Author: Tiny Texas Town

One nifty part of being a scientist is the opportunity to travel to far away places to meet with colleagues.  I went on a trip in 2012 to Beijing, China as a member of a group of plant scientists and agronomists. Our goal was to set up collaborations with our colleagues at China Agricultural University.  I was really looking forward to it for a few reasons — the meetings and discussions were likely to be excellent given their expertise in the area. More importantly, it would be my first trip to mainland China.  Our plan was to arrive in Beijing, travel to the CAU campus, get some sleep, then begin meetings the next morning.

We were pathetic come the first day of meetings.  We were watching and delivering seminars at what were the wee hours of the morning back home. Our disadvantaged situation continued, perhaps by design, due to many toasts with mao tai (AKA lighter fluid) during dinner.  Luckily this gave the American contingent an excuse to be a little goofy, which was much appreciated — especially by me.  Stumbling over what I say and smiling a lot comes naturally with or without sleep, with or without libation.

Following the first day’s formal meetings we toured the campus then met with professors and students to discuss ideas. I was so tired that my usual southern charm was wearing thin. Luckily there were a few stops for concocting Nescafe, which was a very important part of keeping me from saying things I shouldn’t.  During coffee breaks we made plans for the following days: wonderful meals and visits to palaces, archaeological sites, and agronomy farms.  A second segment of our trip was much discussed; we would fly to Xi’an to an international conference on heterosis where we could also visit the terra cotta warriors, walk the city wall, and see the bell and drum towers.  This may all seem a bit excessive in the culture department, but it’s not without reason.  Ideas for collaboration blossom with familiarity and time spent together learning about and comparing cultures can do just the trick. It turns out that building civilization, warding off invaders, and trying to feed the masses are all human endeavors. The specifics get lost.

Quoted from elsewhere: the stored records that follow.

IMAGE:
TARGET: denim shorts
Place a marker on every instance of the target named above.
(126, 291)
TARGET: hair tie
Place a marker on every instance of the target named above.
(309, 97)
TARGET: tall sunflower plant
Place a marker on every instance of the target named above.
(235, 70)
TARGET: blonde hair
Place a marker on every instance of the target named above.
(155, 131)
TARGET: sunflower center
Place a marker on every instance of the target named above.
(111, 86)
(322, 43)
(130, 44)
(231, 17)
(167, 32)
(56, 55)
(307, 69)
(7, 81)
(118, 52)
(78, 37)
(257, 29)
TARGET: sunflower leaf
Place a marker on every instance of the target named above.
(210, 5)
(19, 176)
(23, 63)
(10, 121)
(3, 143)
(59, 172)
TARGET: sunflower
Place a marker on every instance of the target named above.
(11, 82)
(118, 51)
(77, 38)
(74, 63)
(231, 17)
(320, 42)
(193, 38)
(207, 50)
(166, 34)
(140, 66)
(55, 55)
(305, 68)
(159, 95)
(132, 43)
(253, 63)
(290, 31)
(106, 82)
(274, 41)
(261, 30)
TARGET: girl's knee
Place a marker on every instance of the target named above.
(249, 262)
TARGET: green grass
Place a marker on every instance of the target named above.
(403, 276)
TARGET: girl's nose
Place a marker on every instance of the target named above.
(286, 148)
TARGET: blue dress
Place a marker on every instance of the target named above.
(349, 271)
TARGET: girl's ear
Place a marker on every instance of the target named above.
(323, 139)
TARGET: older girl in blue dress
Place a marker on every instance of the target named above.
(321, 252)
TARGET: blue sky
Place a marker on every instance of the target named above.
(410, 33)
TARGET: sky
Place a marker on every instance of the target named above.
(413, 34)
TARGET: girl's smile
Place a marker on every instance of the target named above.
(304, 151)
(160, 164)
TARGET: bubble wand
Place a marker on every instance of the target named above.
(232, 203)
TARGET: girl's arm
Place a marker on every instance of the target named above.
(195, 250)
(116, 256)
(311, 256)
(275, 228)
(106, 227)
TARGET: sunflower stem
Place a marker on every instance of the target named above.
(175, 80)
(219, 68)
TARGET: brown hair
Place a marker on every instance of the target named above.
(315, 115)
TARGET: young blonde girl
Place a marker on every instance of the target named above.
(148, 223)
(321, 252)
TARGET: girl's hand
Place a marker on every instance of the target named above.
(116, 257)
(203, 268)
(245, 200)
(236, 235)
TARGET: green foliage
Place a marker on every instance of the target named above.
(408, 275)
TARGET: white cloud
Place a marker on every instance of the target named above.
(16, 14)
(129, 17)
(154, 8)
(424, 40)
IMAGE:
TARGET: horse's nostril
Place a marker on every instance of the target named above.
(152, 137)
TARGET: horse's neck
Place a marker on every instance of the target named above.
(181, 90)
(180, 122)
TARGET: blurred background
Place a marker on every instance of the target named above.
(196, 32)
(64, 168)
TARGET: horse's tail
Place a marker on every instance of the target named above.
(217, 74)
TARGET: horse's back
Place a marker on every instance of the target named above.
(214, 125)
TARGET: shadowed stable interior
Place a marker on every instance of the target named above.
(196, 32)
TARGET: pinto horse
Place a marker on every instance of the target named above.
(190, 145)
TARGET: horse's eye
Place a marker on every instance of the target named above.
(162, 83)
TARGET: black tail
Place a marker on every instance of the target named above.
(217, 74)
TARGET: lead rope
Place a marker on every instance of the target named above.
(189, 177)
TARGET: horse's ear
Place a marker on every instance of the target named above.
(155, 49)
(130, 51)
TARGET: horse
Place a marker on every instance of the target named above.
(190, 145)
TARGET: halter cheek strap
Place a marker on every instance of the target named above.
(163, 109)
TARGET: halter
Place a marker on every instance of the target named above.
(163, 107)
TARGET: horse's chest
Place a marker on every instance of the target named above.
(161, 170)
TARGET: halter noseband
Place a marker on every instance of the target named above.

While still in Beijing we made plans for an afternoon trip to the nearby Summer Palace.  We were blown away, both by the palace’s raw beauty and because it was the site of historic decisions that define Eastern civilization.  We walked the grounds and marveled at the intricate architecture, beautiful sculptures including dragon and phoenix, and scenic views of the giant lake covered in water lilies. I had no idea the seeds from the pods of water lilies were edible – these were being sold by vendors.  Because the contingent was all plant biologists, this started a discussion on when and how the various poisonous substances in lilies arose, questions around whether these ‘lilies’ were genuinely in the Liliaceae and not derived from some alternate lineage that just looks like lilies, discussions on how these lilies relate to the lilies we knew were poisonous, and questions about whether the poisonous substances in lilies are derive via conserved metabolic processes related by descent.  Such are the conversations of plant dorks…  I digress.

As we were discussing plant biology, the beautiful views, and ideas on how best to get members of our research groups to work together, we came upon a glorified stone gazebo.  I walked inside to find a bronze statue of a scholar – the god Wenchang.  The plaque explained that a matching tower across the lake housed a warrior.  It went on to state that the ruler relied on the help of both scholars and warriors. As my colleagues wandered on,  I just stood there.  I was awestruck by this simple truth and marveled that the emperor appreciated it so much that he had the idea committed to stone and bronze within these matching towers.  Of course both were needed!  The idea that every problem that came to a leader could be solved by one or the other seemed utterly silly. Clearly it’s not either/or.

Scholars and warriors rejoice: the good of the country (any country) and the success of our leaders relies on being prepared not only to be thoughtful and philosophical, but to put muscle, blood, and steel behind our ideals and words.  We’re all in it together.